[ISEA2015] Artists Statement: Amber Frid-Jimenez & Joe Dahmen – MYCELIUM MOCK-UP

Artists Statement

Mycelium blocks, LCD screens (2015)

Mycelium Mock-up is an architectural installation composed of a wall built of mushrooms with embedded screens that play looped videos and image sequences pertaining to urban aspirations and failures of the last two decades in Vancouver. The walls are constructed of environmentally sustainable blocks of agricultural waste and mycelium. Mycelium is the root structure of mushrooms, a thread-like fungus that plays an essential role in natural world, aiding in the decomposition of materials and converting them to biologically available elements. Vancouver utilizes global capital in an effort to reinvent itself as the world’s greenest city. This ambition, when combined with the mechanism of global speculative development, produces a paradox. Despite the presence of some of the most progressive and experimental urban planning policies in North America, how can global capital, with its attendant pressures to produce short term gains, construct a sustainable city? When space is a commodity exchanged on speculation, why not build as cheaply as possible? The installation engages with the cycles of demolition and speculative construction that embody these tensions through the use of video and next-generation sustainable construction materials.

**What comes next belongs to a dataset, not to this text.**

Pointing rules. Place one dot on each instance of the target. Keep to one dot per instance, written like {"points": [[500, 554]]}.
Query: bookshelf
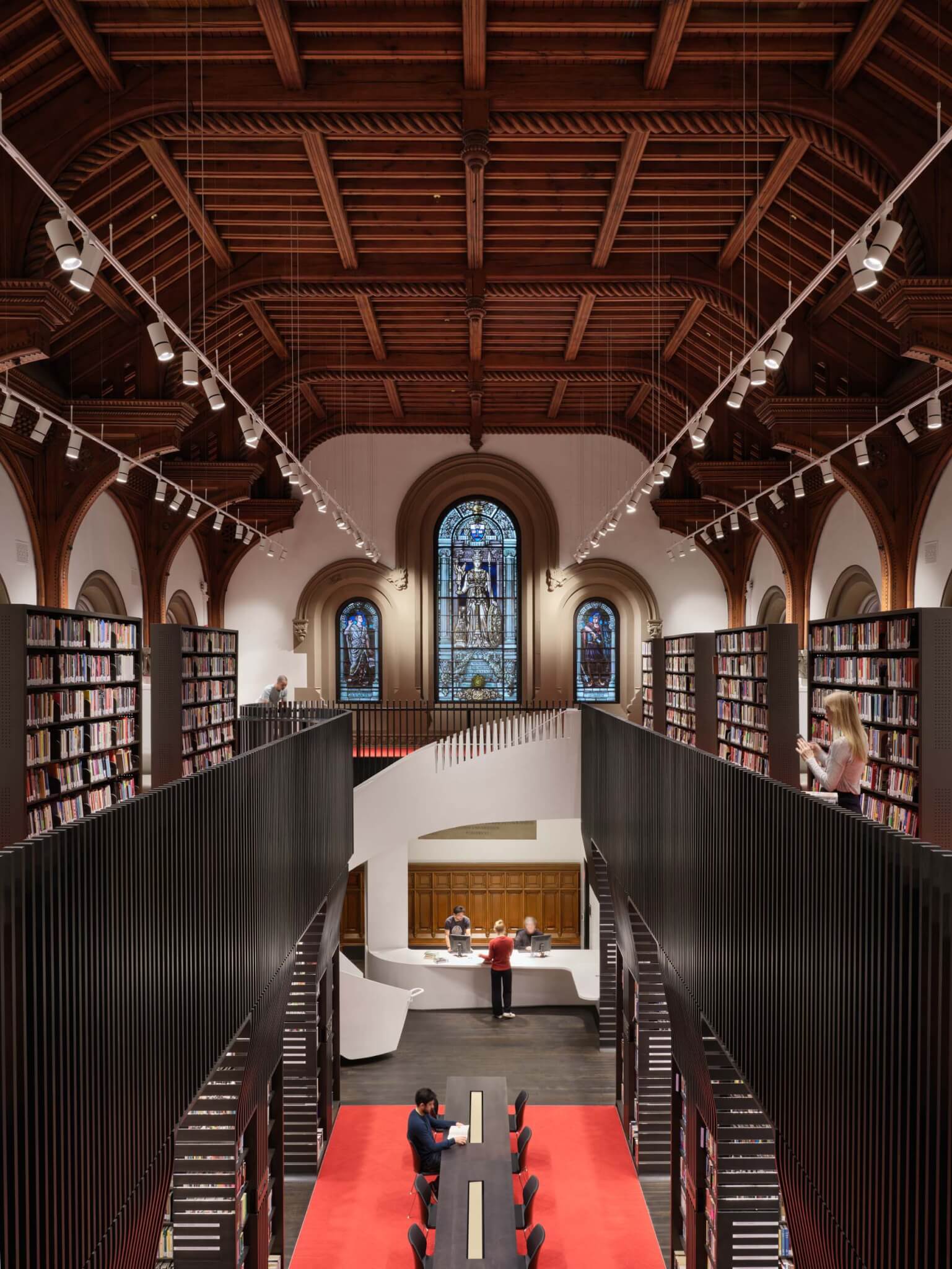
{"points": [[653, 684], [71, 700], [691, 690], [194, 691], [888, 660], [757, 700]]}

  • Artist Amber Frid-Jimenez explores the role of technology in society. Exhibited internationally, Frid-Jimenez has been featured in the New York Times, Huffington Post and CBC. She holds a Masters from the MIT Media Laboratory and is a Canada Research Chair and Associate Professor at Emily Carr University of Art & Design, Vancouver, Canada.
  • Joe Dahmen is an expert on sustainable building technology and design. Dahmen holds a Master of Architecture from the Massachusetts Institute of Technology and is Assistant Professor at the University of British Columbia School of Architecture and Landscape Architecture (Vancouver, Canada) and Faculty Associate of the Peter Wall Institute for Advanced Studies (Vancouver, Canada).